During his graduate studies, Peter published a couple of papers in Physical Review Letters, which study the [Howard] model with spin orbit coupling term using his method, which brought numerically exact results on a model that may be realized soon. Then, during his first post-doctoral fellowship at the National High Magnetic Field Laboratory, he published an article in Physical Review B, regarding superconductivity and these topological systems, which were again treated with the auxiliary-field quantum Monte Carlo method.

“The IQ was an obvious choice for my postdoctoral fellowship since they have a strong reputation in Canada in quantum materials and in quantum information. They also have notable experts not only in high-temperature superconductors, but also in treating model Hamiltonians and computational approaches to them. The position also offers some freedom regarding my research interests and the opportunity to collaborate,” he shares.
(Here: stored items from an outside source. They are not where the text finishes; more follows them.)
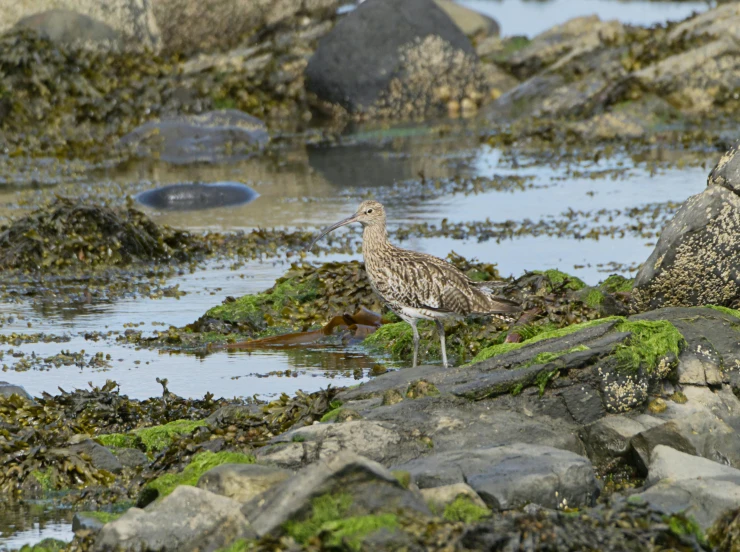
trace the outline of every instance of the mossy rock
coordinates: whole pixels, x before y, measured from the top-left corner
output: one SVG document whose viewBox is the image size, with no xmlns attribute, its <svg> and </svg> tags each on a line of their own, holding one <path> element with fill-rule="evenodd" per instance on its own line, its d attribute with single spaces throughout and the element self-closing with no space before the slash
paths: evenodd
<svg viewBox="0 0 740 552">
<path fill-rule="evenodd" d="M 131 433 L 98 435 L 97 440 L 106 447 L 138 448 L 146 452 L 159 452 L 177 437 L 207 426 L 206 420 L 175 420 L 160 426 L 135 429 Z"/>
</svg>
Adapting to a New Environment

“I will be doing a number of collaborations and side projects. For instance, I’m collaborating with Professor Maxime Charlebois at Trois-Rivières, and others outside the Université de Sherbrooke. I still work with my PhD advisor and with my postdoc advisor, Professor Efstratios Manousakis. I greatly appreciate the collaborations happening at the moment.”

“The adaptation to working from home is easy, but strange. I look forward to being able to be on the campus regularly and working in an office. On the plus side, we’re used to travelling around to conferences and only attending a seminar when someone comes to the department, but now there is a multiplicity of virtual seminars, which is nice. Once I complete my postdoc, ideally, I would like to be a professor somewhere, or at least mentor graduate students while maintaining some research activity.”

The IQ welcomes you to the team, Peter!